Saturday 20 July, 2019

Wisynco revenues up 14%

Wisynco chairman William Mahfood.

Wisynco chairman William Mahfood.

Consumers locally and abroad bought more products sold by the Wisynco Group, according to the company's unaudited financial results which showed larger normalized revenue and profit growth.

“We are now confident in our ability to supply and meet the growing demand for our beverages both locally and in the export markets, including planned new product development,” said Wisycno, which manufactures and distributes Wata, Coke, Red Bull and thousands of other consumer products.

Revenues for the 12 months of $24.54 billion represented an increase of 14 per cent over the $21.38 billion achieved in the previous year.

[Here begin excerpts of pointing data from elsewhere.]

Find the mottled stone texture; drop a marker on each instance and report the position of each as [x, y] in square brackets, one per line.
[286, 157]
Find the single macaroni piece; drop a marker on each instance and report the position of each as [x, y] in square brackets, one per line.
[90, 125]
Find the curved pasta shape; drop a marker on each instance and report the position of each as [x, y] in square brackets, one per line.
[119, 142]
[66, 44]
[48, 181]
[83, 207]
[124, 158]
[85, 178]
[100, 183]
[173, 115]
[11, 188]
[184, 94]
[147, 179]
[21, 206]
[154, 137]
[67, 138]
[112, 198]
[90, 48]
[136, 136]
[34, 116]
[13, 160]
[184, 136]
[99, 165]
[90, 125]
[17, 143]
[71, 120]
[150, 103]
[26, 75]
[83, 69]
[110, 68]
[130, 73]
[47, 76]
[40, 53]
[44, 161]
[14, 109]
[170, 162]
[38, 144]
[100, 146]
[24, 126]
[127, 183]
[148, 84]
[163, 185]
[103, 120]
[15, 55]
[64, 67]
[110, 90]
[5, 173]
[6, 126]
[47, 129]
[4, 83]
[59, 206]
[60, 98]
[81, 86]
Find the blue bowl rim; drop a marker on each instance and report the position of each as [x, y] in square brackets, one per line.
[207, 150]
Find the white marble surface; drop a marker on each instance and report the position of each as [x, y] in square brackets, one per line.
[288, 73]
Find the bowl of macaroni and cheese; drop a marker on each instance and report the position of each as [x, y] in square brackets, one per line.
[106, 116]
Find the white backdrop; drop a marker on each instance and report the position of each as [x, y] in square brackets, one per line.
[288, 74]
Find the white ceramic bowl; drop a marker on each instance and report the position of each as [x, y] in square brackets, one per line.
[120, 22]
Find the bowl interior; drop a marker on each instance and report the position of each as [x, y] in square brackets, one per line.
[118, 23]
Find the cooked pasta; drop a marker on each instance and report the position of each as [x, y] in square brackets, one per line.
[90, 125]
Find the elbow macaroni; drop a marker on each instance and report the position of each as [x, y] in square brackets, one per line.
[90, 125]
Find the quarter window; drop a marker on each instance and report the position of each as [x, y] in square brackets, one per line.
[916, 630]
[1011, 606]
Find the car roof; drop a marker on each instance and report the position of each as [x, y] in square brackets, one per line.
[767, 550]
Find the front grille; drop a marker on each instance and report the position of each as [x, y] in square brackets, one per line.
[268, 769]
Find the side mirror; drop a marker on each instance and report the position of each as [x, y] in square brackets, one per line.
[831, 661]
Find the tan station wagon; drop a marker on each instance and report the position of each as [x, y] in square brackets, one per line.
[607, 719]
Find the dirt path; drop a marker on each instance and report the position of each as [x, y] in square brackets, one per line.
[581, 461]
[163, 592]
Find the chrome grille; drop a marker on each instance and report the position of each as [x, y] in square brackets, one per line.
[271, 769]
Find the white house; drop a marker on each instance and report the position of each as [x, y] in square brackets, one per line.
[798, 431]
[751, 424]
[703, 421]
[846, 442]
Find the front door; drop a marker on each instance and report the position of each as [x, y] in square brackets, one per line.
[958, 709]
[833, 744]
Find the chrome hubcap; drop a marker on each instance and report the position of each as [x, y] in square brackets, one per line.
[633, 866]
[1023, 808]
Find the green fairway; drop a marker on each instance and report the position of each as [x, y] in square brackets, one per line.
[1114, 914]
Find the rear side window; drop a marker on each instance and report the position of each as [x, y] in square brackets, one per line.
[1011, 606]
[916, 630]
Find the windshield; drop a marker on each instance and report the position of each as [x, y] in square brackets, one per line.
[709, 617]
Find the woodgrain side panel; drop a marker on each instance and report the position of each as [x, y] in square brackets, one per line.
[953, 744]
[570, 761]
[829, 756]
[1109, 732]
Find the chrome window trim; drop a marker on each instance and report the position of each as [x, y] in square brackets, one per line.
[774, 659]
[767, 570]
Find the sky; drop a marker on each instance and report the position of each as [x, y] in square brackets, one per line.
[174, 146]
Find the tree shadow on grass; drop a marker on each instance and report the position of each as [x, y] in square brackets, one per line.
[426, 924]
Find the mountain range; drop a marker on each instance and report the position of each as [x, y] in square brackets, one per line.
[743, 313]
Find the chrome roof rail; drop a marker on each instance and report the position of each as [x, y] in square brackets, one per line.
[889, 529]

Wisynco recorded profits attributable to shareholders of $2.3 billion or 62 cents per share on a normalized basis for the year compared to $1.97 billion or 55 cents per share on a normalized basis for the corresponding prior year.

The company said the fourth quarter was consistent with the upturn in the Jamaican economy as it saw “good demand” for all product ranges.

In the fourth quarter, gross Margin of 36.8 per cent was more than the 35.9 per cent for the corresponding quarter of the previous year. For the 12 months ended June 2018, Gross margin was 1.3 per cent more than the prior year. Selling, Distribution & Administrative Expenses for the quarter totaled $1.86 billion or 3.4 per cent more than the $1.79 billion for the corresponding quarter of the prior year.

The group’s investments in property, plant and equipment over this past financial year amounted to approximately $2.6 billion, of which $1.5 billion represented the largest capital investment in production equipment made by Wisynco since inception. 

The group will add new production capacity during the first quarter of financial year 2019. While  work on its new cold storage facilities should finish this month resulting in increased efficiencies and reduced costs.